Dass es sich um einen Fall von Produktpiraterie handelt, ist natürlich nicht
auszuschließen, doch ergäbe es m.E. wenig Sinn, das Zeichen auf diese Weise
nachzuahmen: Der umlaufende Text S.ALFTER.S hätte allein genügt, um die Krüge
als Nachahmung und damit als unrechtmäßig zu erweisen. Wenn man schon derart
dreist täuschen wollte, so hätte man auch die beiden Salme übernehmen können und
nicht ein anderes Wappenbild einzufügen brauchen.

Auf jeden Fall dürfte der Krug mit dem Löwenwappen in die von Ihnen vermutete
Zeit einzuordnen sein, genauer in die Jahre zwischen 1826 und ca. 1835. So
schließt sich der Stempel an die von Chr.
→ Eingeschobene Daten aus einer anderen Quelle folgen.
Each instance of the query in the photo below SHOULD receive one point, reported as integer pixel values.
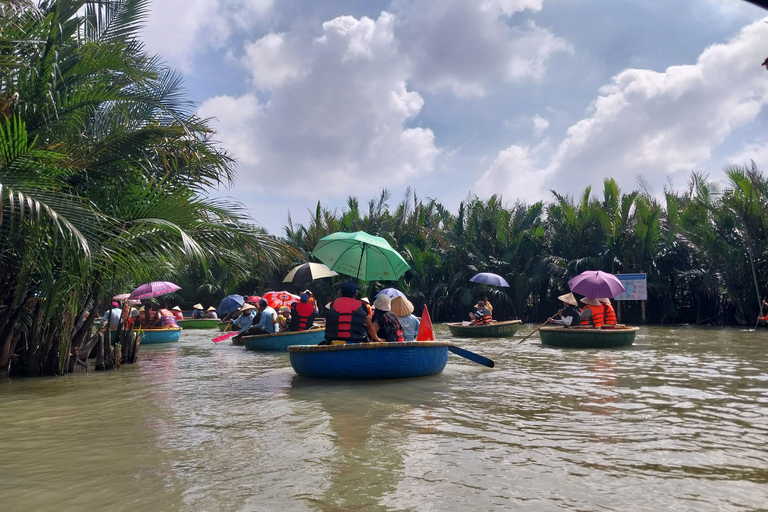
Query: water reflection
(678, 421)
F. Harless angeregte und unter
Brunnenpächter F. Faulenbach 1826 umgesetzte Neugestaltung des Stempels an, die
statt des GHN ein reduziertes Wappen der Eigentümer des Mineralbrunnens, der
Fürsten von Salm-Reifferscheidt-Dyck zeigt: Zwei Salme, die für das Geschlecht
derer von Salm stehen sowie drei Rauten, die auf deren Residenz Schloss Dyck
verweisen (Roisdorf 6 a-c. Übrigens dürfte die "No. 7" im Faulenbachstempel auf
dessen Lager in der Kölner Sternengasse Nr. 7 hinweisen). Der Löwen-Stempel muss
aber vor der Änderung der Umschrift in "Roisdorf bei Coeln" Pächter entstanden
sein, die dem Pächter Gerhard von Carnap (ab ca. 1835) zuzuordnen ist (Roisdorf
7 a und b).

Nun ist gerade diese Zeit recht spärlich dokumentiert. Wie lange der für 1827
als Nachfolger von Faulenbach bezeugte Herr Koch die Brunnenpacht innehatte,
bleibt unklar, ebenso, ob der erstmals 1841 genannte Kölner Weinhändler H.M.
Hons die Verwaltung des Brunnens im Zuge der Anpachtung durch G. von Carnap um
1835 übernahm oder ob dies bereits früher bzw. erst später erfolgte. Da das
Archiv der Fürsten von Salm-Reifferscheidt-Dyck zur Zeit nicht zugänglich ist,
werden diese Unklarheiten wohl vorerst weiter bestehen bleiben müssen.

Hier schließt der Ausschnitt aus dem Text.